2020-09-29 09:15:31

by Leon Romanovsky

[permalink] [raw]
Subject: [PATCH blk-next 0/2] Delete the get_vector_affinity leftovers

From: Leon Romanovsky <[email protected]>

There are no drivers that implement .get_vector_affinity(), so delete
the RDMA function and simplify block code.

Thanks

P.S. Probably it should go through block tree.

Leon Romanovsky (2):
blk-mq-rdma: Delete not-used multi-queue RDMA map queue code
RDMA/core: Delete not-implemented get_vector_affinity

block/Kconfig | 5 ----
block/Makefile | 1 -
block/blk-mq-rdma.c | 44 --------------------------------
drivers/infiniband/core/device.c | 1 -
drivers/nvme/host/rdma.c | 7 ++---
include/linux/blk-mq-rdma.h | 11 --------
include/rdma/ib_verbs.h | 23 -----------------
7 files changed, 2 insertions(+), 90 deletions(-)
delete mode 100644 block/blk-mq-rdma.c
delete mode 100644 include/linux/blk-mq-rdma.h

--
2.26.2


2020-09-29 09:16:10

by Leon Romanovsky

[permalink] [raw]
Subject: [PATCH blk-next 2/2] RDMA/core: Delete not-implemented get_vector_affinity

From: Leon Romanovsky <[email protected]>

There are no drivers that support .get_vector_affinity(), so delete it.

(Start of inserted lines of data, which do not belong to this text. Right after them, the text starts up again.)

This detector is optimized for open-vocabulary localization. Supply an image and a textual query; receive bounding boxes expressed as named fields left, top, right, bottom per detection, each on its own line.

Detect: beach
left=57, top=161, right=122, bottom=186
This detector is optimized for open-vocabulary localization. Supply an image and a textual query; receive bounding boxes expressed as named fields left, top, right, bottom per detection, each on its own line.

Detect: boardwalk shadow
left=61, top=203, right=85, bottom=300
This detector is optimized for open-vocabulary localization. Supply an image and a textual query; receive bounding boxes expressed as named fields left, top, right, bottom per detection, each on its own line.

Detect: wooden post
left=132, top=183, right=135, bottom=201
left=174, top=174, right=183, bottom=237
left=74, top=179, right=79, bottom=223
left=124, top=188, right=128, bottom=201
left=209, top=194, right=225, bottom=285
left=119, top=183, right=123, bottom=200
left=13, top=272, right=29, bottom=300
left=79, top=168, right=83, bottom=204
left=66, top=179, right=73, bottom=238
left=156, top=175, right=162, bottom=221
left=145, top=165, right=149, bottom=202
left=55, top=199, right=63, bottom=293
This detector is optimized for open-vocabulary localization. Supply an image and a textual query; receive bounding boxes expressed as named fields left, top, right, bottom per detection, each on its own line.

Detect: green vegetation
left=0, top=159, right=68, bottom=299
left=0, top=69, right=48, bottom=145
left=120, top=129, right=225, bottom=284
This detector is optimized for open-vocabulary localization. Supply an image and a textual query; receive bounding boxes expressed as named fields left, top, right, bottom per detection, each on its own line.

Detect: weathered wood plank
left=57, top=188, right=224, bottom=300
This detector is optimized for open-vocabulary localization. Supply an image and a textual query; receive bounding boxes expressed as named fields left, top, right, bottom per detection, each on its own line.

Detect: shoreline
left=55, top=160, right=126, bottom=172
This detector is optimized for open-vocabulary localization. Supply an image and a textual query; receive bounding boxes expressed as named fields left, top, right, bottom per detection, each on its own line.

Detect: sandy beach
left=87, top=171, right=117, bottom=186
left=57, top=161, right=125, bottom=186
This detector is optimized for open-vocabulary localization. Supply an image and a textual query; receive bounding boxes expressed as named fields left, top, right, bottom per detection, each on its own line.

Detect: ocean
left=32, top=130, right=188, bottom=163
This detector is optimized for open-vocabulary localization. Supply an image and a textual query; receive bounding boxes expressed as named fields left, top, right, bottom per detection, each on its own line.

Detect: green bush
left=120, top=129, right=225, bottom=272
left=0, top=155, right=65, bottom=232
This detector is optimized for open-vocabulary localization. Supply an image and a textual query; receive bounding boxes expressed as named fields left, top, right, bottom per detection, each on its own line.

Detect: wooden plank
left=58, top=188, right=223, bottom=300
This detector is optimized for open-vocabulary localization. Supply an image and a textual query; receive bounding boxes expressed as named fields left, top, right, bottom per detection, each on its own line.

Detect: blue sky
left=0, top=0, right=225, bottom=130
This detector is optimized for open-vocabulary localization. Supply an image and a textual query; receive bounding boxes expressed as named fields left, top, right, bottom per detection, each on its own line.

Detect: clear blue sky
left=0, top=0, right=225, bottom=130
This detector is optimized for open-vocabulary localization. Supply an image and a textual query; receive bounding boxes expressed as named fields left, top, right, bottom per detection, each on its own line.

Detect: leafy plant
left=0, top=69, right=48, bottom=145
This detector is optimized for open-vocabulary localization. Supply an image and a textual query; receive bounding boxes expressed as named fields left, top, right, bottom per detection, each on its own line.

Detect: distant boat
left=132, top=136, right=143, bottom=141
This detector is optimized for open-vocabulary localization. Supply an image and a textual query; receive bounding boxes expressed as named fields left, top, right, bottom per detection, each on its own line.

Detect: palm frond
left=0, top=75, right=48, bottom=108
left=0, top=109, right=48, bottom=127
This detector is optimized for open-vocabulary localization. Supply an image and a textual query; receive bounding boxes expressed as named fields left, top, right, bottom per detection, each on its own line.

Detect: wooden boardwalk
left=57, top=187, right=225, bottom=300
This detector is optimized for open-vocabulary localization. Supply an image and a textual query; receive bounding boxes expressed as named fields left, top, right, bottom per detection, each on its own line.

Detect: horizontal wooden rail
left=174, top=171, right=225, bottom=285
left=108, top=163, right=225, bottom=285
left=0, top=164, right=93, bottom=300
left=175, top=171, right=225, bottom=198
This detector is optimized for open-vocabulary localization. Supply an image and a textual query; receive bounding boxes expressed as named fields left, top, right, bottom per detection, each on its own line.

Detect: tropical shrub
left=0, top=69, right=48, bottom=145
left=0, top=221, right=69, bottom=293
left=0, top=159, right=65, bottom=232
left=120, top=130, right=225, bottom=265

Fixes: 9afc97c29b03 ("mlx5: remove support for ib_get_vector_affinity")
Signed-off-by: Leon Romanovsky <[email protected]>
---
drivers/infiniband/core/device.c | 1 -
include/rdma/ib_verbs.h | 23 -----------------------
2 files changed, 24 deletions(-)

diff --git a/drivers/infiniband/core/device.c b/drivers/infiniband/core/device.c
index 417d93bbdaca..e00ce044555d 100644
--- a/drivers/infiniband/core/device.c
+++ b/drivers/infiniband/core/device.c
@@ -2619,7 +2619,6 @@ void ib_set_device_ops(struct ib_device *dev, const struct ib_device_ops *ops)
SET_DEVICE_OP(dev_ops, get_link_layer);
SET_DEVICE_OP(dev_ops, get_netdev);
SET_DEVICE_OP(dev_ops, get_port_immutable);
- SET_DEVICE_OP(dev_ops, get_vector_affinity);
SET_DEVICE_OP(dev_ops, get_vf_config);
SET_DEVICE_OP(dev_ops, get_vf_guid);
SET_DEVICE_OP(dev_ops, get_vf_stats);
diff --git a/include/rdma/ib_verbs.h b/include/rdma/ib_verbs.h
index 7fb09a36b654..b1b279d888f0 100644
--- a/include/rdma/ib_verbs.h
+++ b/include/rdma/ib_verbs.h
@@ -2319,8 +2319,6 @@ struct ib_device_ops {
int (*modify_device)(struct ib_device *device, int device_modify_mask,
struct ib_device_modify *device_modify);
void (*get_dev_fw_str)(struct ib_device *device, char *str);
- const struct cpumask *(*get_vector_affinity)(struct ib_device *ibdev,
- int comp_vector);
int (*query_port)(struct ib_device *device, u8 port_num,
struct ib_port_attr *port_attr);
int (*modify_port)(struct ib_device *device, u8 port_num,
@@ -4545,27 +4543,6 @@ static inline __be16 ib_lid_be16(u32 lid)
return cpu_to_be16((u16)lid);
}

-/**
- * ib_get_vector_affinity - Get the affinity mappings of a given completion
- * vector
- * @device: the rdma device
- * @comp_vector: index of completion vector
- *
- * Returns NULL on failure, otherwise a corresponding cpu map of the
- * completion vector (returns all-cpus map if the device driver doesn't
- * implement get_vector_affinity).
- */
-static inline const struct cpumask *
-ib_get_vector_affinity(struct ib_device *device, int comp_vector)
-{
- if (comp_vector < 0 || comp_vector >= device->num_comp_vectors ||
- !device->ops.get_vector_affinity)
- return NULL;
-
- return device->ops.get_vector_affinity(device, comp_vector);
-
-}
-
/**
* rdma_roce_rescan_device - Rescan all of the network devices in the system
* and add their gids, as needed, to the relevant RoCE devices.
--
2.26.2

2020-09-29 09:16:54

by Leon Romanovsky

[permalink] [raw]
Subject: [PATCH blk-next 1/2] blk-mq-rdma: Delete not-used multi-queue RDMA map queue code

From: Leon Romanovsky <[email protected]>

The RDMA vector affinity code is not backed up by any driver and always
returns NULL to every ib_get_vector_affinity() call.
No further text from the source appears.